Your “The Doctrine of Logical Infallibility” is seems to be a twisted strawman. “no sanity checks” That part is kind of true. There will be sanity checks if and only if you decide to include them. Do you have a piece of code that’s a sanity check? What are we sanity checking and how do we tell if it’s sane? Do we sanity check the raw actions, that could be just making a network connection and sending encrypted files to various people across the internet. Do we sanity check the predicted results off these actions? Then the sanity checker would need to know how the results were stored, what kind of world is described by the binary data 100110...?
but if the system does come to a conclusion (perhaps with a degree-of-certainty number attached), the assumption seems to be that it will then be totally incapable of then allowing context to matter.

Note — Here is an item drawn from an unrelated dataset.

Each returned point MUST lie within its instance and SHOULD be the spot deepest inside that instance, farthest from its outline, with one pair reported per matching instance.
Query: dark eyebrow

That’s because they are putting any extra parts that allow context to matter, and putting it in a big box and calling it the system. The systems decision are final and absolute, not because there are no double checks, but because the double checks are part of the system. Although at the moment, there is a lack of context adding algorithms, what you seem to want is a humanlike common sense.
The AI can sometimes execute a reasoning process, then come to a conclusion and then, when it is faced with empirical evidence that its conclusion may be unsound, it is incapable of considering the hypothesis that its own reasoning engine may not have taken it to a sensible place.
Again, at the moment, we have no algorithm for checking sensibleness, so any algorithm must go round in endless circles of self doubt and never do anything, or plow on regardless. Even if you do put 10% probability on the hypothesis that Humans don’t exist, your a fictional character in a story written by a mermaid, also the maths and science you know is entirely made up, there is no such thing as rationality or probability, what would you do? My best guess is that you would carry on breathing, eating and acting roughly like a normal human. You need a core of not totally insane for a sanity check to bootstrap.
But it gets worse. Those who assume the doctrine of logical infallibility often say that if the system comes to a conclusion, and if some humans (like the engineers who built the system) protest that there are manifest reasons to think that the reasoning that led to this conclusion was faulty, then there is a sense in which the AGI’s intransigence is correct, or appropriate, or perfectly consistent with “intelligence.”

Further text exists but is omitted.